L'Angola et l'excès de prisons préventives

L’Angola et l’excès de prisons préventives

Les quelque 40 tribunaux de district du pays fonctionnent avec un nombre réduit de juges et, dans certains cas, certains tribunaux ne fonctionnent qu’avec un ou deux magistrats. En conséquence, les prisonniers se sont plaints d’une détention préventive excessive et de retards de procédure devant les tribunaux.

Il s’agit de détenus des principales unités pénitentiaires de la province angolaise de Cabinda, à savoir la prison civile de Yabi et l’établissement pénitentiaire militaire de Lândana, qui expriment leur mécontentement face à la lenteur des processus. Beaucoup ne connaissent pas leur avenir.

S’adressant à DW, le médiateur de Santos Araújo, affirme que ce retard est presque récurrent. « Nous disposons d’informations sur les cas qui sont en appel devant les tribunaux inférieurs et suprêmes, mais aussi sur les cas qui se déroulent dans le District de Cabinda et Buco Zau, et qui inquiètent le Bureau du Médiateur, car lorsque les citoyens expriment leurs inquiétudes, ils attendent une solution urgente », explique-t-il.

Selon les informations du Barreau angolais de Cabinda, actuellement, la province ne devrait pas avoir plus de cinq juges pleinement opérationnels, car les magistrats transférés ici effectuent un certain temps de travail et retournent ensuite dans leurs zones d’origine respectives.
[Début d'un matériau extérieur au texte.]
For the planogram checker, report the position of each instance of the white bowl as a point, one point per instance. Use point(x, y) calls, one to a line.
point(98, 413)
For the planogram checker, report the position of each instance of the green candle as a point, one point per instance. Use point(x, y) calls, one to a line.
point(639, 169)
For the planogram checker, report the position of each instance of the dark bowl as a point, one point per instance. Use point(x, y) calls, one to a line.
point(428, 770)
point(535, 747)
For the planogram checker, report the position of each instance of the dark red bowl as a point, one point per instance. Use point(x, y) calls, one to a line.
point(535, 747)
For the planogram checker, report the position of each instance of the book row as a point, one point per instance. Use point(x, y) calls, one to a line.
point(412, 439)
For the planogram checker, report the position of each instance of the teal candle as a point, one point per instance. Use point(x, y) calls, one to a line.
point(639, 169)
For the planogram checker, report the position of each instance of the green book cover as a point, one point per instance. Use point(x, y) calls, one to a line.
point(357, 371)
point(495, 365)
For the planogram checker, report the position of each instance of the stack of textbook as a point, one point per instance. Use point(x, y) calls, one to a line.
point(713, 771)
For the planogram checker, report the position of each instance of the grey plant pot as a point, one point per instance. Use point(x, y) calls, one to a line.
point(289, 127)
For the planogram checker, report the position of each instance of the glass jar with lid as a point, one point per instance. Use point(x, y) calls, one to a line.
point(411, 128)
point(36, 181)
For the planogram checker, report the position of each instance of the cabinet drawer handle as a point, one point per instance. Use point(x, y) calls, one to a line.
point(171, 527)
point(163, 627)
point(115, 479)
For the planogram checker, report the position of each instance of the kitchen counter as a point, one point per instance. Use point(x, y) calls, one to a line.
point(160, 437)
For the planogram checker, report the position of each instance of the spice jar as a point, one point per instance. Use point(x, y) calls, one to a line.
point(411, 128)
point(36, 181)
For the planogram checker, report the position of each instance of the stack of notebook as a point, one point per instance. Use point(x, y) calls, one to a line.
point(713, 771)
Le président du Conseil provincial de l’Ordre des Avocats d’Angola (OAA), João Conde, critique également la situation d’arriéré des affaires dans les tribunaux locaux.

Des années sans décision

« Cela donne lieu à une accumulation excessive de procès, ces procès durant cinq, dix ou quinze ans sans aucune décision. Même les procès liés aux mesures conservatoires, aux inventaires, à l’établissement de la filiation ou à la réglementation de la paternité. C’est pour cela que la Justice du Cabinda est malade de ce mal qui a à voir avec la lenteur des procédures », rapporte-t-il.

Certains comprennent la nécessité d’encourager les diplômés locaux liés au système d’administration de la justice à rejoindre l’institut de formation des magistrats afin de réduire les besoins du secteur.

La présidente du Tribunal du District de Cabinda, Catarina Baza, parle de la création de conditions de base par le Gouvernement pour attirer les juges et garantir leur rétention. « Nous devons rencontrer le gouvernement local au niveau provincial afin d’attirer les magistrats – dans ce cas, le logement, les véhicules et d’autres conditions », a-t-il déclaré.

Cependant, les données du Conseil supérieur du pouvoir judiciaire montrent que le nombre de juges dans le pays est inférieur à 800, y compris les magistrats à la retraite, ce qui est jugé insuffisant pour répondre à la demande croissante de justice.

À cela s’ajoute un autre problème qui, selon le bâtonnier, José Luís Domingos, est lié à la corruption.

« La corruption s’est installée dans le système judiciaire. Lorsque la justice est corrompue, il n’y a aucun espoir. Malheureusement, nous avons plusieurs rapports de corruption, avec une forte incidence sur les juges de garantie. Où certains parviennent à ordonner des peines, acheter des décisions et déposer des dossiers », affirme-t-il.